What can your business do about data privacy?
To avoid the reputational and financial damage of a data breach, you’ll want to develop a small business cybersecurity plan and put it into action as soon as possible. The ethical questions arise around the specific aspects that make up your cybersecurity plan. To be more precise, when does monitoring your employees’ behavior on company devices cross the line and become unethical? Unlike some other ethical problems in business, this one doesn’t have legal restrictions. Businesses have the legal right to look into your browsing history and company email use, and they do!
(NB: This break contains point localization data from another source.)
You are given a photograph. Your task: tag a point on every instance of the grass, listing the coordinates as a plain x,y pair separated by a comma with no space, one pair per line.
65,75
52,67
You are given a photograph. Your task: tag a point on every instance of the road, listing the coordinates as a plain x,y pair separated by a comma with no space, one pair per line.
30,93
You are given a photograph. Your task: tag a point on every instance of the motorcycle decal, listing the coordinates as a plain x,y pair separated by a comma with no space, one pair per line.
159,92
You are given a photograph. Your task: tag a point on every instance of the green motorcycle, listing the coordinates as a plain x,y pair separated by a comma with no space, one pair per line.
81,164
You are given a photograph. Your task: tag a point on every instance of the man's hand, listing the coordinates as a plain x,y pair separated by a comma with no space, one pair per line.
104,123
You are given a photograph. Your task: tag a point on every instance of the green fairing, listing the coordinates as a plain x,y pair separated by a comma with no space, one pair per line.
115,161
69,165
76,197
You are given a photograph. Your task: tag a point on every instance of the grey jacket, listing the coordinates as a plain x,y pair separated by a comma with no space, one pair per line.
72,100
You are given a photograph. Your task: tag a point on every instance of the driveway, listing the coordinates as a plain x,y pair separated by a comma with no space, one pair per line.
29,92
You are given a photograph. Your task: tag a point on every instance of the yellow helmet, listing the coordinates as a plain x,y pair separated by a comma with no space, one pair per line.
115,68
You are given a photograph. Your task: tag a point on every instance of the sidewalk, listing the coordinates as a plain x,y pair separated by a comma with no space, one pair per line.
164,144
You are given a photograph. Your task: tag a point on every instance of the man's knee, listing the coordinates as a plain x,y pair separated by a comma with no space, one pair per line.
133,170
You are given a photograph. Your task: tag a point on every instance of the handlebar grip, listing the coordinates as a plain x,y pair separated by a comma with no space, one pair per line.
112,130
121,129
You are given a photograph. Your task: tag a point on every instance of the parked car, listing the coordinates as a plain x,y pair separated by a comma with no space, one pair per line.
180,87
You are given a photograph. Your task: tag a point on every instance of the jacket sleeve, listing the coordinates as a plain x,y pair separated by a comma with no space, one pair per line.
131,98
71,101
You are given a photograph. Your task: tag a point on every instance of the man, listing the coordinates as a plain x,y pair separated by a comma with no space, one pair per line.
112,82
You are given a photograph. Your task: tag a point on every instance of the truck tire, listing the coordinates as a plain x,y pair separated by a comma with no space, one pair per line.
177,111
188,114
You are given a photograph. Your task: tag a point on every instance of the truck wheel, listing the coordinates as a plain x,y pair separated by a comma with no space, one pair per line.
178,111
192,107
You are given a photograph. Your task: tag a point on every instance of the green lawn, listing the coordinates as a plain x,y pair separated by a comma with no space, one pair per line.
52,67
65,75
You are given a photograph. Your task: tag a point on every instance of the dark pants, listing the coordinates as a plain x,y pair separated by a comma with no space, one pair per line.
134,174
Check out this data from the American Management Association:
- 66% of businesses monitor Internet connections
- 45% track content, keystrokes, and time at keyboard
- 43% save and review files on your computer
- 10% monitor social media
Ultimately, the way to avoid these ethical dilemmas in business is to openly communicate about them. There’s no sense in keeping your business’s monitoring a secret from employees. Quite the contrary – if they know you’re monitoring, they’ll be less likely to do the things you have warned them about.
Nepotism, in case you’re unfamiliar with the term, refers to a form of favoritism for family members or close friends. While it can definitely introduce issues into the workplace under certain circumstances, nepotism isn’t inherently a bad thing if the family member or friend is fit for the position and gets along well with other employees.
The problem typically arises when that isn’t the case, and you wind up hiring someone based on your personal relationship with them and not on their ability to do the job. But even when they are qualified for the position, hiring a friend or family member can still breed resentment among other employees. That’s why you need to be extremely careful when deciding to bring someone from your personal life to work in your business.
What can your business do about nepotism?
Besides being very careful about who you bring into your business, there’s not much you can do to eliminate the negative views that some employees may have if and when you hire a family member or close friend. Even if yours is a family owned business, you’ll want to pay close attention to the ratio of employees vs. friends/family. After all, as the old saying goes, “you can’t be a boss and a friend”.
Last but not least, theft is one of the most common phenomena worldwide. According to a survey by Finance Online, 39% of businesses have experienced more than one case of employee theft. But what exactly does that mean? Is there more to employee theft than “just” stealing inventory? The answer is yes.
Employee theft is also about violating some other ethical issues, like stealing time; although this issue isn’t talked about often, many businesses are losing a fair amount of money due to false attendance reporting of employees.
What can your business do about theft?
Preventing theft is a process that should start at the very beginning of the recruitment of employees. Obviously, you’ll want to be rest assured that your potential employees are trust worthy and respectful of your business in all ways. Make sure to conduct background checks, address employee theft in your company policy and occasional updates, and make the consequences of theft clear enough for all your employees. Also, encourage your employees to raise a flag when suspicion arise.
Be and do your best
Ethical problems in business are something that most if not all owners will encounter at some point in their career. Even if you take all of the necessary precautions and follow the recommended steps, you should always stay prepared to handle ethical dilemmas in business in an appropriate and productive manner. When problems arise, use them as opportunities to learn as an owner and to build a better, fairer, and more ethical business.